I’ve been thinking a lot about weeds this summer. They are everywhere. Copious amounts grow in my own yard and garden beds. Driving along the TCH in Newfoundland I even saw them growing straight out the side of solid rock. It got me thinking about the resiliency of weeds. How they can grow and, in fact, prosper in the most unlikely of places and in places where they were never planted or intended to grow in the first place. How the second we spot a weed we pluck it from its roots and toss it aside, declaring our gardens more beautiful with each one’s removal.
Before long, I started to compare myself, once again, to a weed. Here in Ottawa, I find myself in a place I never wanted to be and, for as long as I live here, in a place to which I will never feel like I belong. And yet, I grow and change and I become. Outsiders like me, and weeds, are often held back or cut down by our presumed lack of worth. The moment a gardener sees a weed, he pulls it. I have often felt that with every step I take forward, something or someone (or my stupid job) makes me feel like I’ve actually taken two steps back. Yet, somehow, we (the weeds and I) bounce back. We take a beating, and get knocked down but only long enough to recharge and gather our strength. And then we come back and try all over again. We rally well. We are resilient - to change, to adversity, to the willpower of others. We get knocked down easily but we don't stay down for long.
I have never really understood my own personal purpose.

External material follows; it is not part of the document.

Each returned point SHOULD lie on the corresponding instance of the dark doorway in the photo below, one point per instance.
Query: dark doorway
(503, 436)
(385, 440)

I have never been truly great at something. Anything, really. In everything, I have aspired to simply be average because for so long I felt less than so. I am not gifted with raw, untapped talent though I do believe I would have been a good musician given half the chance. I love music. I would have been the awesome drummer.
While I can’t google “what is the purpose of me?” and expect a valid explanation, I can google “what is the purpose of weeds?” and become enlightened. (I also once googled “what is the purpose of mosquitos?” after serving them a five course meal off the back of my legs one buggy evening a few summers ago.)
The answer I found was interesting. I have always felt that there is a connection between all living things in the most primal ways. For example, I read that each weed has three purposes, which is to grow, flower and produce babies. With a solid, Catholic education as evidentiary support, of course, I have long believed that humans served one purpose and had only one job – to procreate. The growing and flowering part just makes the socialist journey we are on more challenging, rewarding those who can and rejecting those who can’t.
I also read that sometimes weeds will help hold up other plants, shade them from the sun, or take an insect attack on behalf of others. If weeds were people, wouldn’t they be awesome to have on your side? Wouldn’t you love to have someone around whose sole purpose in life is to hold you up when you can’t do it for yourself? Or to protect you from the elements? Or best of all, take the mosquito bullet for you? If weeds were people, they would be my very best friends.